A month earlier, CBP officers had arrested Marco Chavez, who arrived at JFK from Lima, Peru, with $599,400 in counterfeit bills allegedly hidden in packages inside picture frames, books and purses. He told officers that a friend asked him to sneak the packages into the country in exchange for $1,500. He also claimed that he had no idea he was traveling with thousands of dollars in artificial U.S. currency, according to court documents.
“We’re on the front lines,” says Anthony Bucci, a CBP spokesman. “We’re the first line of defense.”
It’s no surprise to authorities that such large sums of money are emanating from Peru and Colombia, two hotbeds for counterfeit production—the Secret Service and CBP have been disrupting its flow there for years.
“It affects what happens internationally and also domestically,” Milien says of counterfeit money production.

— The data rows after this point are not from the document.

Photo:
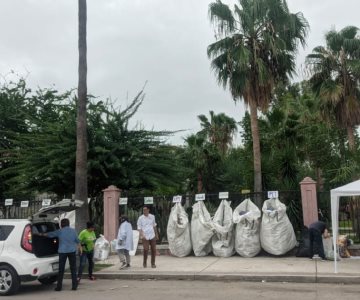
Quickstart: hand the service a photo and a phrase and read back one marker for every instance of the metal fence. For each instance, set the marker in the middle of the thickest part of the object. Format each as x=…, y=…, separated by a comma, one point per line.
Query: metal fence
x=17, y=211
x=161, y=208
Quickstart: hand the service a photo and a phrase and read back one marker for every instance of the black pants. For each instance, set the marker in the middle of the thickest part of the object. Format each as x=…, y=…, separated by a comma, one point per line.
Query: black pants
x=62, y=262
x=316, y=244
x=89, y=256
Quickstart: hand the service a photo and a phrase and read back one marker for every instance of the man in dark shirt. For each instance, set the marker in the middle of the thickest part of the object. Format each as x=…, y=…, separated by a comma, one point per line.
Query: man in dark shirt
x=317, y=230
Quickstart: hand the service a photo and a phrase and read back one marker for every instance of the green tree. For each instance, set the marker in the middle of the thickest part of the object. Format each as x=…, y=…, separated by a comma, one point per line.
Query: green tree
x=41, y=156
x=202, y=159
x=219, y=130
x=335, y=79
x=255, y=48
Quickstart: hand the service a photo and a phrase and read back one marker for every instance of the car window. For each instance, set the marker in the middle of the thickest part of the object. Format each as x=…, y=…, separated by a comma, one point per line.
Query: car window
x=5, y=231
x=44, y=227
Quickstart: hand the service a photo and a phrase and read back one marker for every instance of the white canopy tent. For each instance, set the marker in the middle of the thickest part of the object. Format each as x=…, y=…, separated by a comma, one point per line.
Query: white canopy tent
x=350, y=189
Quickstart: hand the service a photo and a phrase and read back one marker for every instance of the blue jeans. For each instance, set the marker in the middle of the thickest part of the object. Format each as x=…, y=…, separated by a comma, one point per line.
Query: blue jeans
x=62, y=261
x=316, y=244
x=89, y=256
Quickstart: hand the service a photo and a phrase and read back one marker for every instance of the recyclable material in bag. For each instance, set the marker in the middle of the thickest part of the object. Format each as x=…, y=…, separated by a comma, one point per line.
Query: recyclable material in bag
x=223, y=239
x=178, y=232
x=202, y=229
x=277, y=235
x=246, y=217
x=102, y=248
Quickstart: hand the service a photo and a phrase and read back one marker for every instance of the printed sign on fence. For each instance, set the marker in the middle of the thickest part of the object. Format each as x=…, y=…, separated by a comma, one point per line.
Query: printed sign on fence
x=273, y=194
x=199, y=197
x=177, y=199
x=9, y=202
x=123, y=201
x=224, y=195
x=46, y=202
x=24, y=203
x=148, y=200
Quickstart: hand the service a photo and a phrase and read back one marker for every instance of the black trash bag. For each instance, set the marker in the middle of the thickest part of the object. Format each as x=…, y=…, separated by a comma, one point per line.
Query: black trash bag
x=304, y=245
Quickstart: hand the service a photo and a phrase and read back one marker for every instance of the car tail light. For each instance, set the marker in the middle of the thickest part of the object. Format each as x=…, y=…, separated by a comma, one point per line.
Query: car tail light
x=26, y=240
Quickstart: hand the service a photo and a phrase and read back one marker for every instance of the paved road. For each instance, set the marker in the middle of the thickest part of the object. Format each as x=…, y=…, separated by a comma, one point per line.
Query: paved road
x=200, y=290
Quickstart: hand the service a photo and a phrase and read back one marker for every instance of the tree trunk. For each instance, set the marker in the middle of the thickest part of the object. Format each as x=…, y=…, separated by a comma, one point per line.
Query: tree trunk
x=199, y=183
x=351, y=138
x=256, y=151
x=319, y=179
x=81, y=191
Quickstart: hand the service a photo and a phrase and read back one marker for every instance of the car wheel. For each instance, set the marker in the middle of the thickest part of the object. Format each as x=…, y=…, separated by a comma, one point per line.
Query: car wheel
x=48, y=280
x=9, y=281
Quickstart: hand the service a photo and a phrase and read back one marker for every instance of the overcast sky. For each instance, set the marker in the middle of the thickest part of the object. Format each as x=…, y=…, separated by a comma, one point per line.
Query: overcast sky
x=130, y=42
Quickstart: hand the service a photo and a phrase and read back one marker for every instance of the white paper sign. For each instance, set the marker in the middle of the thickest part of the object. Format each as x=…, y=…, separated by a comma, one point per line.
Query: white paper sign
x=177, y=199
x=9, y=202
x=122, y=201
x=24, y=203
x=199, y=197
x=46, y=202
x=273, y=194
x=224, y=195
x=148, y=200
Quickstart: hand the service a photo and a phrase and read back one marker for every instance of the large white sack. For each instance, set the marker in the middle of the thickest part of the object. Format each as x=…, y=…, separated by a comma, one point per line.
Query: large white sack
x=246, y=216
x=223, y=239
x=178, y=231
x=202, y=229
x=277, y=235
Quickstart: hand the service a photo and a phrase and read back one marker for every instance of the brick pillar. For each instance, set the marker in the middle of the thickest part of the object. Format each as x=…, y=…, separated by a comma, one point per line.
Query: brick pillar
x=309, y=201
x=111, y=212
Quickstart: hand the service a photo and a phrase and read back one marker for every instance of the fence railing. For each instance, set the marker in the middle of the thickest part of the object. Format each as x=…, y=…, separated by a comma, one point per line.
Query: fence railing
x=161, y=208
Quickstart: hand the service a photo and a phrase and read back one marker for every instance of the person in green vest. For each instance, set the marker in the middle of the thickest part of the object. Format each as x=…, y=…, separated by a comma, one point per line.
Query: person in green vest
x=87, y=239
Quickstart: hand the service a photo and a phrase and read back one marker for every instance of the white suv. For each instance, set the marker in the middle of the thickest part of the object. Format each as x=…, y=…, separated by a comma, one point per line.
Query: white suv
x=26, y=257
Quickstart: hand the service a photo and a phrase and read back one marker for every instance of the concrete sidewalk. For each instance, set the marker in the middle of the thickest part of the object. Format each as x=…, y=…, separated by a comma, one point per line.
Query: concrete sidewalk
x=236, y=268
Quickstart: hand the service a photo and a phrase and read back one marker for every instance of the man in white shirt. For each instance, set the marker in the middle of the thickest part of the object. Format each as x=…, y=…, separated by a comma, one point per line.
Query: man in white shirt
x=148, y=233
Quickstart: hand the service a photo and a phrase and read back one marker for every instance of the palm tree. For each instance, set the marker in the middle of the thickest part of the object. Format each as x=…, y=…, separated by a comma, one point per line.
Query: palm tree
x=335, y=79
x=195, y=157
x=255, y=48
x=220, y=130
x=81, y=190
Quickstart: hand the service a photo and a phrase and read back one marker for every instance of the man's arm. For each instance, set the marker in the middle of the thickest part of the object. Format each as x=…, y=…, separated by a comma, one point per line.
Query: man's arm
x=139, y=225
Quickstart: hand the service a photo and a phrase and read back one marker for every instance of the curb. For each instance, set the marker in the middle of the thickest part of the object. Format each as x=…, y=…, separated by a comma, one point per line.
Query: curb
x=284, y=278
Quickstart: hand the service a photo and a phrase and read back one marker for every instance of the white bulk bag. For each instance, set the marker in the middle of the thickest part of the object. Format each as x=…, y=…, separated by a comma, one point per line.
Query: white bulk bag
x=247, y=231
x=202, y=229
x=277, y=235
x=102, y=248
x=178, y=231
x=223, y=239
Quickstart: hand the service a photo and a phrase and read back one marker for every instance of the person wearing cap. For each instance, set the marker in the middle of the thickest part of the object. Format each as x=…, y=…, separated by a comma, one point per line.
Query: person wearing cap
x=124, y=242
x=68, y=244
x=87, y=239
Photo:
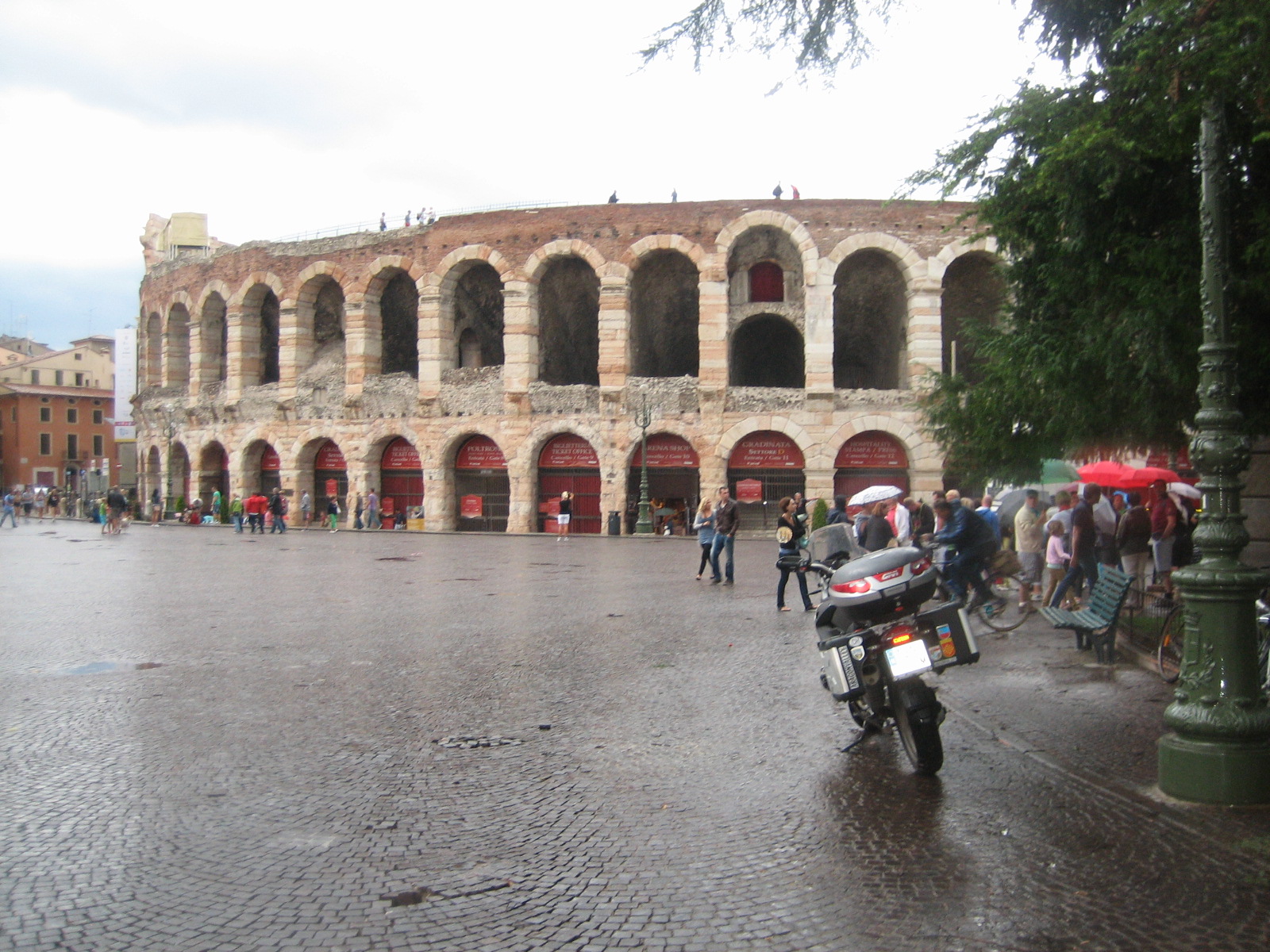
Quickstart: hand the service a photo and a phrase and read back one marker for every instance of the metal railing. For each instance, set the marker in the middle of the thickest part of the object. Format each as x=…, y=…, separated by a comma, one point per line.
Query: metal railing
x=374, y=225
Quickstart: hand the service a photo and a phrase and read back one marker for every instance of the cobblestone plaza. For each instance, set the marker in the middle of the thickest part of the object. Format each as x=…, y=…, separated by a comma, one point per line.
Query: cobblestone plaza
x=215, y=742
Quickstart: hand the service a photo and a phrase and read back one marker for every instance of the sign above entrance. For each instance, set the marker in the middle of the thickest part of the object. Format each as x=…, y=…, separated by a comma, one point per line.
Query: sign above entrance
x=400, y=455
x=568, y=452
x=766, y=450
x=480, y=454
x=666, y=450
x=872, y=451
x=329, y=457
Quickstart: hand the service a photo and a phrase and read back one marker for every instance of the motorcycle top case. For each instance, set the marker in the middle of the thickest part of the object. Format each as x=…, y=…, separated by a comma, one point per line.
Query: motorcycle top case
x=948, y=636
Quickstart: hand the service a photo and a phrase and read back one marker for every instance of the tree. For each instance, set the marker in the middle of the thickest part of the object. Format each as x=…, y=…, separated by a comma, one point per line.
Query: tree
x=1092, y=192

And it’s not just counterfeit money that’s the problem. Every week, CBP officers discover treasure troves of counterfeit items that read like an inventory list for a massive flea market: laundry detergent, water guns, designer handbags, Timberland boots, Spider Man lunch bags, Lee jeans, and a number of other seemingly random products fraudsters aggressively attempt to sell at a discounted price.
“If you can name it, we’ve seen it counterfeit,” says Bucci. “And that’s not an exaggeration.”
“We’ve been combating this problem since 1865,” says Milien of the Secret Service. “It’s always been a problem.”
In August, a Freeport man was busted at Pet Supplies Plus in Oceanside when he tried to return items he paid for with counterfeit money in order to get real money, according to police. The store caught on to his plan, and he was arrested when he returned.
Seven months earlier a Hempstead man was arrested after using 16 counterfeit $100 bills to make a purchase at the Adidas store in Roosevelt. Another man tried to pull off the same crime in June, this time at Target in Westbury. Similar counterfeiting crimes have popped up at retailers all over Long Island.
While the technology that counterfeiters utilize may be state-of-the-art, the practice dates back to Colonial times, when Patriots and Redcoats were bloodying fields with muskets and bayonets. Counterfeiting originated as a war tactic by the British over our country’s birth.